Ticker

6/recent/ticker-posts

Budaya Politik Di Indonesia

 


oleh : Azkiyah Putri Romadhon Mahasiswa Universitas Andalas


Budaya politik di suatu negara dapat dilihat dari bagaimana partisipasi aktif masyarakatnya untuk berkecimpung di dalam dunia politik negaranya. Budaya politik dipengaruhi oleh adat istiadat, pengetahuan masyarakat, norma masyarakat, pemahaman, dan pembelajaran, serta analisa yang dilakukan masyarakat dalam kurun waktu tertentu yang pada akhirnya membentuk suatu budaya. Budaya politik merupakan nilai-nilai, perilaku, dan kepercayaan masyarakat dalam kehidupan bernegara, penyelenggaraan administrasi negara, politik pemerintahan, dan hukum, yang diperoleh melalui sosialisasi dan mempengaruhi pola pikir suatu masyarakat. 

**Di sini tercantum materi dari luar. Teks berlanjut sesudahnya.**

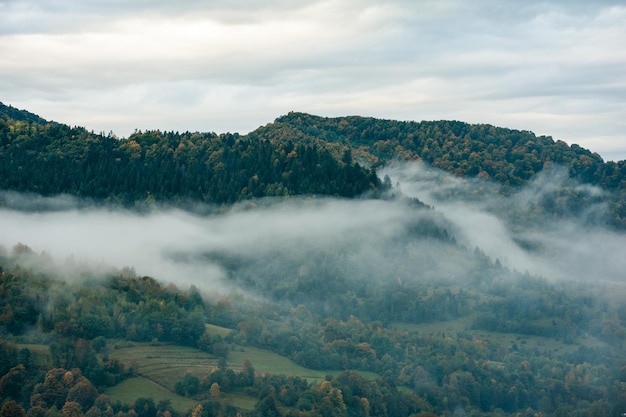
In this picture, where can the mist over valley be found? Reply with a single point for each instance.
(390, 268)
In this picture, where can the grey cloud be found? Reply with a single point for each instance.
(551, 67)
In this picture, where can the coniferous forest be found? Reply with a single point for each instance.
(313, 267)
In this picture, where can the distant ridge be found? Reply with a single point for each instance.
(10, 112)
(297, 154)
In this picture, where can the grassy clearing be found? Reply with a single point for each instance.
(212, 329)
(131, 389)
(166, 364)
(523, 341)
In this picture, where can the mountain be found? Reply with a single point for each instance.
(478, 277)
(297, 154)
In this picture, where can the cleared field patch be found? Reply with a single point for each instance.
(522, 341)
(166, 364)
(128, 391)
(265, 361)
(212, 329)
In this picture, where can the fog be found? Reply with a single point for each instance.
(561, 243)
(368, 239)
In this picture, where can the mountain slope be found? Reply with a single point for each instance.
(297, 154)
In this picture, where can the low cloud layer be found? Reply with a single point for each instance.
(553, 67)
(557, 244)
(377, 240)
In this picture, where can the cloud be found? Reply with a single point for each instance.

Terdapat 3 jenis orientasi budaya politik, yakni : 

1. Orientasi kognitif. Orientasi kognitif menganggap suatu budaya politik terdiri dari keyakinan dan pengetahuan. Contohnya simbol negara, tingkat pengetahuan warga negara terkait sistem politik, dan lain sebagainya.


2. Orientasi afektif. Orientasi ini berhubungan dengan keadaan emosional dan perasaan seorang pribadi terhadap sistem politik. Perasaan yang dimaksudkan adalah perasaan menerima, menolak, dan keterikatan seseorang dalam suatu sistem politik.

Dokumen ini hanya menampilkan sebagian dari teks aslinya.